# Task 10: End-to-End Text-to-Image Pipeline

This notebook implements a complete end-to-end pipeline for text-to-image generation, including text preprocessing, embedding, and image generation.


In [None]:
import torch
import torch.nn as nn
import matplotlib.pyplot as plt
from transformers import BertTokenizer
import re
import numpy as np


## Text Preprocessing


In [None]:
def preprocess_text(text):
    """Clean and preprocess text input"""
    cleaned = text.lower()
    cleaned = re.sub(r'[^a-zA-Z0-9\s]', '', cleaned)
    return cleaned

# Example
text = "Generate an image of a beautiful sunset!!!"
cleaned_text = preprocess_text(text)
print(f"Original: {text}")
print(f"Cleaned: {cleaned_text}")


## Text Embedding


In [None]:
tokenizer = BertTokenizer.from_pretrained('bert-base-uncased')

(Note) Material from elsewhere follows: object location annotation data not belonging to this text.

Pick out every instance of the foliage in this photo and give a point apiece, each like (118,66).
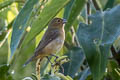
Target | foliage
(92,39)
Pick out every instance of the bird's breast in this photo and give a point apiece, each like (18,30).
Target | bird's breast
(54,46)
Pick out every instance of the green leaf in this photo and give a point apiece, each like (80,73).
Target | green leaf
(109,4)
(75,11)
(76,57)
(20,24)
(6,3)
(85,74)
(49,11)
(112,70)
(4,75)
(50,77)
(97,37)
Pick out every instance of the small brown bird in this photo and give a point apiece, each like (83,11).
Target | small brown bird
(52,40)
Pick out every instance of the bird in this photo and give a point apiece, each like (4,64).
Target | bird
(51,42)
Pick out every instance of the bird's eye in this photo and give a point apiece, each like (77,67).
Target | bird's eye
(58,20)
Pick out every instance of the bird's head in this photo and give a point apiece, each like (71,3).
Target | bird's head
(57,23)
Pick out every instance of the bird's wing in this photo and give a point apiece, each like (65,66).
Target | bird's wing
(47,38)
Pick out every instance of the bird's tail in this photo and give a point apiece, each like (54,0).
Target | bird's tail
(28,61)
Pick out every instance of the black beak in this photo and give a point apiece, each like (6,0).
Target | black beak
(64,21)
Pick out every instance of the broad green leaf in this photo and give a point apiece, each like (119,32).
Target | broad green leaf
(68,8)
(49,11)
(75,11)
(20,24)
(4,75)
(112,70)
(19,60)
(6,3)
(109,4)
(50,77)
(97,37)
(76,57)
(85,74)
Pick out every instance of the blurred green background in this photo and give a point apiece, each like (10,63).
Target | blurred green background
(92,41)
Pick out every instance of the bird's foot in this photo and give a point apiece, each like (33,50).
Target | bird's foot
(59,61)
(56,57)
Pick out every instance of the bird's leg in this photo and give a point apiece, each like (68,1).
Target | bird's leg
(55,57)
(49,61)
(38,69)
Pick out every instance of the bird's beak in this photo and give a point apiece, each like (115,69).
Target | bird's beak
(64,21)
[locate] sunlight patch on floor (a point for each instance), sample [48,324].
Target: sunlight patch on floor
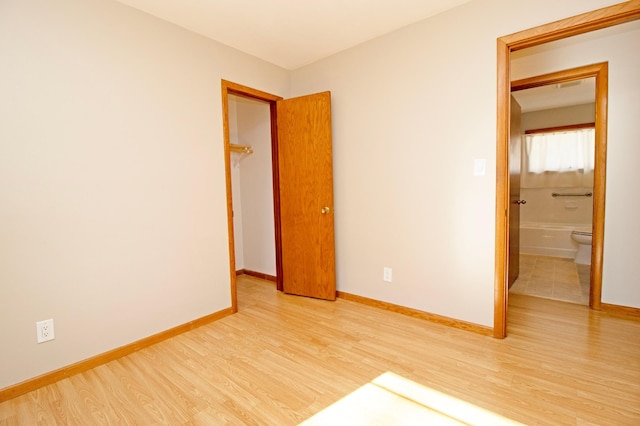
[393,400]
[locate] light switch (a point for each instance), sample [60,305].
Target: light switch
[479,167]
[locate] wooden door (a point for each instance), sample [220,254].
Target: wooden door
[515,147]
[306,196]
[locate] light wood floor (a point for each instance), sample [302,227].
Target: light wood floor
[282,359]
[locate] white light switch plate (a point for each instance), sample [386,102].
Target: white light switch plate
[479,167]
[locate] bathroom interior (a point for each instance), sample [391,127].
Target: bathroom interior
[556,200]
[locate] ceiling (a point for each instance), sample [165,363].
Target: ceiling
[292,33]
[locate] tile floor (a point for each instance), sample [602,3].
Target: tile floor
[553,278]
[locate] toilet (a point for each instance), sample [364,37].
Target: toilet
[583,255]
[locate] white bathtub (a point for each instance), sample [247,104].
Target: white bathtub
[549,239]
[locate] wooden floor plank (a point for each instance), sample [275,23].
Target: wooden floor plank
[283,359]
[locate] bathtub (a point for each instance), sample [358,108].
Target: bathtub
[549,239]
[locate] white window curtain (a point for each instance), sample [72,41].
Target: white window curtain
[558,159]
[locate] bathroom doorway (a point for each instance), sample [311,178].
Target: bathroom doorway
[556,146]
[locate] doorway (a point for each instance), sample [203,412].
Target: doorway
[233,89]
[554,103]
[587,22]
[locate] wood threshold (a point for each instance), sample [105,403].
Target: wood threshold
[260,275]
[112,355]
[415,313]
[580,24]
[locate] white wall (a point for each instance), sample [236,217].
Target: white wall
[112,203]
[254,189]
[411,112]
[618,46]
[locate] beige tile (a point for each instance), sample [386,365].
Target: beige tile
[554,278]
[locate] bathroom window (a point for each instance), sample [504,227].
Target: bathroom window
[559,158]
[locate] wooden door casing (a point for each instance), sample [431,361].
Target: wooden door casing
[515,150]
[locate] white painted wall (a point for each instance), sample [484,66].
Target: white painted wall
[411,112]
[618,46]
[112,203]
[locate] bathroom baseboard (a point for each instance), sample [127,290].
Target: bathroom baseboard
[439,319]
[87,364]
[618,309]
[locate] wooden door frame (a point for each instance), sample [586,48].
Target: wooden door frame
[580,24]
[229,88]
[600,72]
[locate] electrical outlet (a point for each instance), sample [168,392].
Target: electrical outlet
[44,330]
[387,274]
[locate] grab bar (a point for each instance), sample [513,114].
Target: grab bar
[586,194]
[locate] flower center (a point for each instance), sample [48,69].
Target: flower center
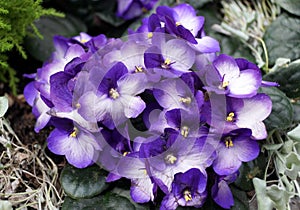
[170,159]
[184,131]
[186,100]
[150,35]
[126,153]
[113,93]
[228,142]
[225,84]
[187,195]
[74,133]
[139,69]
[230,117]
[178,23]
[166,64]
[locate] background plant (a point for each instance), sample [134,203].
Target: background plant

def get_text_embedding(text):
    """Convert text to embedding"""
    cleaned = preprocess_text(text)
    encoded = tokenizer(cleaned, return_tensors='pt', padding='max_length', truncation=True, max_length=77)
    return encoded['input_ids'].float()

# Example
text_emb = get_text_embedding(text)
print(f"Text embedding shape: {text_emb.shape}")


## Generator Model


In [None]:
class Generator(nn.Module):
    def __init__(self):
        super(Generator, self).__init__()
        self.model = nn.Sequential(
            nn.Linear(77+100, 128),
            nn.ReLU(),
            nn.Linear(128, 28*28),
            nn.Tanh()
        )
    
    def forward(self, z, text_emb):
        x = torch.cat((z, text_emb), dim=1)
        return self.model(x).view(-1, 28, 28)

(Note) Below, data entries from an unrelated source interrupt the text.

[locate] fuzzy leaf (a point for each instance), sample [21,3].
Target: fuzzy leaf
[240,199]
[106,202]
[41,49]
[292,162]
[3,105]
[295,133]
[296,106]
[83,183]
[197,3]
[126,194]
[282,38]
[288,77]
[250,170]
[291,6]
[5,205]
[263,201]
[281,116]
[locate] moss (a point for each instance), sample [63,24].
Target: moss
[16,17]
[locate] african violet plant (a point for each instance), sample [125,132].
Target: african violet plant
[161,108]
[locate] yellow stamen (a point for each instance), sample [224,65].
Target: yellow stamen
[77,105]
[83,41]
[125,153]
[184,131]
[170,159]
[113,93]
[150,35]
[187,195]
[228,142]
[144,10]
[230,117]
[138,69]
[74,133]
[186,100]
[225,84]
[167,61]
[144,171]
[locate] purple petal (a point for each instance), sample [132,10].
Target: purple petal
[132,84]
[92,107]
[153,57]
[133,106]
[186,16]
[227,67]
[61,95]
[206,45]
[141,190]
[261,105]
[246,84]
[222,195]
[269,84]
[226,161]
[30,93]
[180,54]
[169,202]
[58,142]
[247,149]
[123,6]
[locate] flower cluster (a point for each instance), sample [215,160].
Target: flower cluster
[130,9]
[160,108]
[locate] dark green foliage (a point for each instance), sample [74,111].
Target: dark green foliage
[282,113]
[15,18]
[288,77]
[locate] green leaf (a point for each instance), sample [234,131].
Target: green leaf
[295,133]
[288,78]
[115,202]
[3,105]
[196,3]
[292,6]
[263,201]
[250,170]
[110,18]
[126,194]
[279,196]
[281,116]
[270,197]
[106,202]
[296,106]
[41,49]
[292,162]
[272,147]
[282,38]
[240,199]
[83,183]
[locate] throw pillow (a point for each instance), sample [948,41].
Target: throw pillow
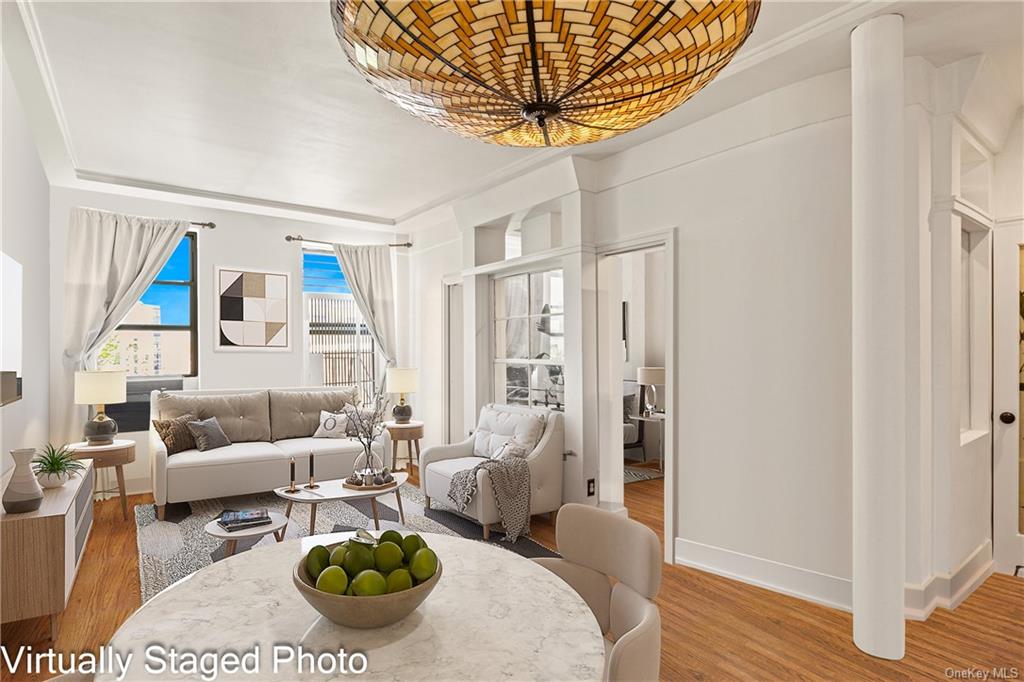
[208,434]
[511,449]
[352,428]
[175,433]
[333,425]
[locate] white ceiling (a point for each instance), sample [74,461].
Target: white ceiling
[256,99]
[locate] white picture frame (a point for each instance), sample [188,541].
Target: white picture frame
[256,306]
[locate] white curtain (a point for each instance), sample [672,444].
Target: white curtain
[112,260]
[368,270]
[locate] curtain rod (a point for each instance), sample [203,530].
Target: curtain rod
[299,238]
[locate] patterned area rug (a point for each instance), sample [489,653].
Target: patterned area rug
[177,547]
[636,474]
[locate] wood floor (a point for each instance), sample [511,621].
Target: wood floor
[713,628]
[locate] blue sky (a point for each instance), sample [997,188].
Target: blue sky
[320,274]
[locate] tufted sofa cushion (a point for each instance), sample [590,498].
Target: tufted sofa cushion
[244,417]
[499,424]
[296,414]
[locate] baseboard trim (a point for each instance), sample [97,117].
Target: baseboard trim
[794,581]
[949,590]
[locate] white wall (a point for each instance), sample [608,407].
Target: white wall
[242,240]
[435,255]
[763,308]
[25,238]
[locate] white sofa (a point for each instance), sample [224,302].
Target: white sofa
[538,428]
[266,428]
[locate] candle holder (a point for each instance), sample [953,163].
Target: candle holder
[293,487]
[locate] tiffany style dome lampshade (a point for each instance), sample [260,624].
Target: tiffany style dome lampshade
[541,73]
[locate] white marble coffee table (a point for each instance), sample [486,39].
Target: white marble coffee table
[493,615]
[330,491]
[276,526]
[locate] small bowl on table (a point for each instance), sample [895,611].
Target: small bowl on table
[363,612]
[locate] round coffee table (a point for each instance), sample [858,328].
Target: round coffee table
[331,491]
[276,525]
[493,615]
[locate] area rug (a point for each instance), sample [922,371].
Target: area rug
[637,474]
[177,547]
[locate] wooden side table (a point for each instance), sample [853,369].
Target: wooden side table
[116,455]
[411,433]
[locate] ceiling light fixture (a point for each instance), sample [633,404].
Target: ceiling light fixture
[541,73]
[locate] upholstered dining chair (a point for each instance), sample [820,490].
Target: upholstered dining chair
[614,563]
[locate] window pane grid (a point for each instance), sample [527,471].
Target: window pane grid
[158,337]
[528,339]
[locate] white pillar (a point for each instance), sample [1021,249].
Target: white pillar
[879,334]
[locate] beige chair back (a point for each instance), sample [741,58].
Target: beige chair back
[611,544]
[596,547]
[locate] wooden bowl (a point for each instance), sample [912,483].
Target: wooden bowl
[363,612]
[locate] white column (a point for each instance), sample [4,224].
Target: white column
[879,334]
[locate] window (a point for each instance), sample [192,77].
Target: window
[159,337]
[529,340]
[339,340]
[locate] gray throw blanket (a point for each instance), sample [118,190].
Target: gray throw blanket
[510,481]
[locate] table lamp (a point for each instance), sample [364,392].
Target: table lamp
[402,380]
[100,388]
[650,377]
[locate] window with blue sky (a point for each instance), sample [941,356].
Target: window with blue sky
[322,274]
[159,336]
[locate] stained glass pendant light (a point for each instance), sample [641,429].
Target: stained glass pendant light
[541,73]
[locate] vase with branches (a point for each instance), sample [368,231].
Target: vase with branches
[368,417]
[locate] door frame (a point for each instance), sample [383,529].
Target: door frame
[448,282]
[1008,543]
[610,395]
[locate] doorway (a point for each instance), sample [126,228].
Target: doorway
[1008,396]
[635,354]
[454,389]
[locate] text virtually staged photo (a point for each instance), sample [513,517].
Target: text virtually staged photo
[478,340]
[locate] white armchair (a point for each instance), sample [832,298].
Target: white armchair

class Discriminator(nn.Module):
    def __init__(self):
        super(Discriminator, self).__init__()
        self.model = nn.Sequential(
            nn.Linear(28*28+77, 128),
            nn.ReLU(),
            nn.Linear(128, 1),
            nn.Sigmoid()
        )
    
    def forward(self, img, text_emb):
        x = torch.cat((img.view(-1, 28*28), text_emb), dim=1)
        return self.model(x)


## Complete Pipeline


In [None]:
generator = Generator()
discriminator = Discriminator()
criterion = nn.BCELoss()
g_optimizer = torch.optim.Adam(generator.parameters(), lr=0.001)
d_optimizer = torch.optim.Adam(discriminator.parameters(), lr=0.001)

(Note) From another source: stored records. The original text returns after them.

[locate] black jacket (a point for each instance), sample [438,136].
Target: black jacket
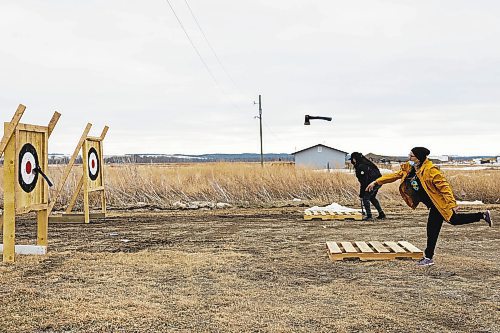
[366,174]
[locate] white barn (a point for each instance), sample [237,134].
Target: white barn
[320,157]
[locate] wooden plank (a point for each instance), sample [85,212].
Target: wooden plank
[364,247]
[92,215]
[104,132]
[42,228]
[395,247]
[53,122]
[410,247]
[74,217]
[333,247]
[348,247]
[28,249]
[9,198]
[67,170]
[32,128]
[379,247]
[10,128]
[86,181]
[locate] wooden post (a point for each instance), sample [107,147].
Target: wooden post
[67,170]
[10,128]
[86,206]
[101,154]
[42,227]
[9,201]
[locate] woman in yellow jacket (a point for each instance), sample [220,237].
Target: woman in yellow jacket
[422,181]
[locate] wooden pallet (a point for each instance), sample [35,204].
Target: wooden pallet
[373,250]
[332,215]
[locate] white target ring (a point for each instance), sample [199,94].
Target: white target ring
[93,164]
[28,166]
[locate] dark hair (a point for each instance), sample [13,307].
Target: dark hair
[361,159]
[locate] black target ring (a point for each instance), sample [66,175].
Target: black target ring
[94,165]
[28,164]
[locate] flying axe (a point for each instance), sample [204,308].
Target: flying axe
[308,117]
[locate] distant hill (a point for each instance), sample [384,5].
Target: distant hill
[181,158]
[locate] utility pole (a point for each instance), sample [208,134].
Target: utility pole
[260,121]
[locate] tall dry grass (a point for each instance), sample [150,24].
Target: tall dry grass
[248,184]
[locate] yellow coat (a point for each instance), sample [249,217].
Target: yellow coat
[433,182]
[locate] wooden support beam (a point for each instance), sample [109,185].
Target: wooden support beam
[11,128]
[74,217]
[67,170]
[103,133]
[42,228]
[9,201]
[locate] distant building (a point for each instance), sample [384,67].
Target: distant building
[320,157]
[440,158]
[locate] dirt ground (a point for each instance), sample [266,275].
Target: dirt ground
[249,270]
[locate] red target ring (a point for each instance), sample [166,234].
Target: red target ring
[94,165]
[28,164]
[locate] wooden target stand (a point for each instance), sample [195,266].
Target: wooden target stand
[26,159]
[92,179]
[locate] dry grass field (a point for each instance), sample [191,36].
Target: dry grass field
[256,267]
[249,270]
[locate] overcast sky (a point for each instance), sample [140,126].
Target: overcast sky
[393,74]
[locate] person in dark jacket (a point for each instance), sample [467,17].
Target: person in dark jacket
[367,172]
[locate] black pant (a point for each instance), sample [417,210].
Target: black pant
[371,197]
[435,221]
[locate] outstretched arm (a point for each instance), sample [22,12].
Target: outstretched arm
[389,178]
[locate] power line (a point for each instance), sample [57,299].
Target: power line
[210,46]
[194,46]
[198,52]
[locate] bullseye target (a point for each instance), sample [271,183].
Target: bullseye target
[28,166]
[93,164]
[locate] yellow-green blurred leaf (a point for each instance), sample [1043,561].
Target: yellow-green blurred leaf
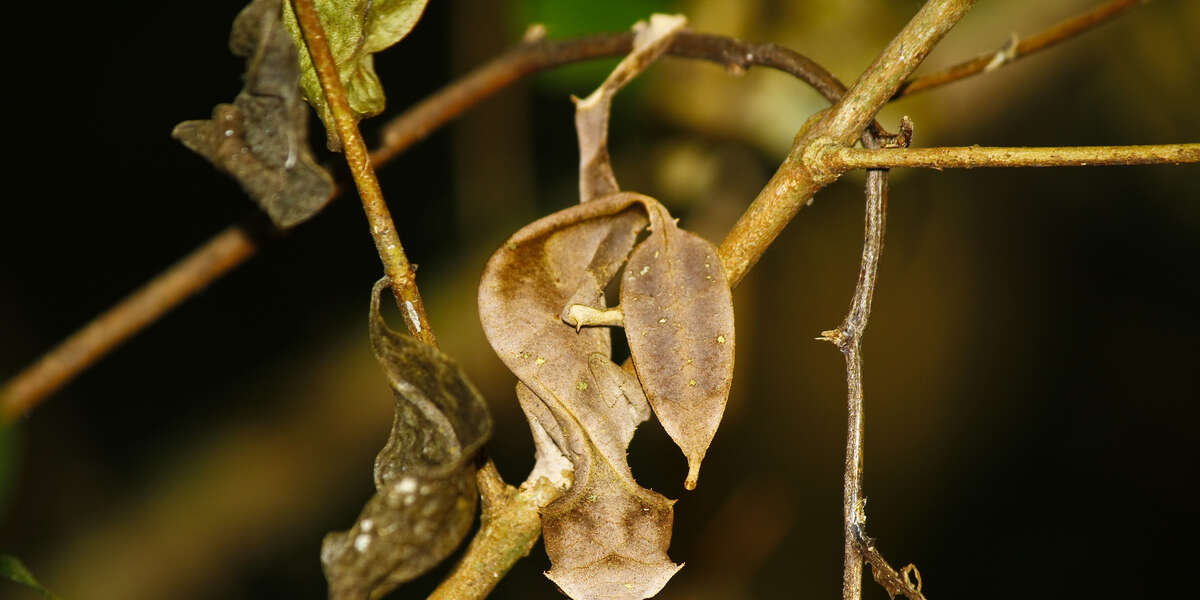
[355,30]
[12,569]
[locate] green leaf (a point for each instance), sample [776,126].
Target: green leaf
[425,475]
[262,139]
[355,30]
[12,569]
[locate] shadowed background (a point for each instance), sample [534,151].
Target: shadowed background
[1030,367]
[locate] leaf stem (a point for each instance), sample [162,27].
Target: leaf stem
[383,229]
[1012,52]
[843,159]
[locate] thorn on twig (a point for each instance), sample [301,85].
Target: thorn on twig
[905,582]
[534,33]
[1005,55]
[900,139]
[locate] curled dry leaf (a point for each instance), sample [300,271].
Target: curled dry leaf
[651,40]
[425,478]
[607,537]
[262,139]
[678,317]
[355,30]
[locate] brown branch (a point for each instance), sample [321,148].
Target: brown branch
[172,287]
[1021,48]
[905,582]
[509,528]
[841,159]
[799,178]
[849,339]
[383,229]
[190,275]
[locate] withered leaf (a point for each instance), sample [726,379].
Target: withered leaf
[651,41]
[678,316]
[355,30]
[262,139]
[425,478]
[607,537]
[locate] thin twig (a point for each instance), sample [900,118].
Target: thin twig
[509,527]
[217,256]
[905,582]
[841,159]
[126,318]
[108,330]
[849,339]
[1012,52]
[383,229]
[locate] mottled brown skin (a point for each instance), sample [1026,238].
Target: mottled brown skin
[607,537]
[262,139]
[678,316]
[425,477]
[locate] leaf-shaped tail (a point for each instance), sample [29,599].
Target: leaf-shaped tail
[678,317]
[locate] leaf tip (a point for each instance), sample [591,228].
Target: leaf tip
[693,474]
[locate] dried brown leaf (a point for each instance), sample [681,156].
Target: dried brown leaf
[678,317]
[425,478]
[651,40]
[262,139]
[607,537]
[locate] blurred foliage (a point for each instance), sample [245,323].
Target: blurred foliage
[575,18]
[1030,363]
[9,463]
[12,569]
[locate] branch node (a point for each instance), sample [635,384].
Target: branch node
[817,160]
[1005,55]
[534,33]
[903,138]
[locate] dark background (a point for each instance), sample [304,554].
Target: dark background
[1031,381]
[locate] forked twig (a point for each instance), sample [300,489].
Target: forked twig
[232,246]
[849,339]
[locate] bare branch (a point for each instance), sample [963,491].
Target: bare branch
[1020,48]
[510,526]
[841,159]
[220,256]
[383,229]
[61,364]
[798,179]
[849,340]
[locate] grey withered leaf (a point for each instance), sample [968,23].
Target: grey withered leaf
[651,41]
[678,316]
[607,537]
[262,139]
[425,478]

print("Models initialized!")


In [None]:
def generate_image_from_text(text, num_iterations=100):
    """Complete pipeline: text -> embedding -> image"""
    # Preprocess and embed text
    text_emb = get_text_embedding(text)
    
    # Generate random noise
    z = torch.randn(1, 100)
    
    # Training iterations
    for _ in range(num_iterations):
        fake_img = generator(z, text_emb)
        
        # Train Discriminator
        d_optimizer.zero_grad()
        d_fake = discriminator(fake_img.detach(), text_emb)
        d_loss = criterion(d_fake, torch.zeros(1))
        d_loss.backward()
        d_optimizer.step()
        
        # Train Generator
        g_optimizer.zero_grad()
        g_fake = discriminator(fake_img, text_emb)
        g_loss = criterion(g_fake, torch.ones(1))
        g_loss.backward()
        g_optimizer.step()
    
    # Generate final image
    with torch.no_grad():
        generated_img = generator(z, text_emb).detach().numpy()
    
    return generated_img[0]

# Example usage
text_prompts = [
    "A beautiful sunset over mountains",
    "A red car on a highway",
    "A cat sitting on a windowsill"
]

fig, axes = plt.subplots(1, 3, figsize=(15, 5))
for idx, prompt in enumerate(text_prompts):
    img = generate_image_from_text(prompt, num_iterations=50)
    axes[idx].imshow(img, cmap='gray')
    axes[idx].set_title(f"Generated for:\n{prompt[:30]}...")
    axes[idx].axis('off')

plt.tight_layout()
plt.show()

print("End-to-end pipeline completed!")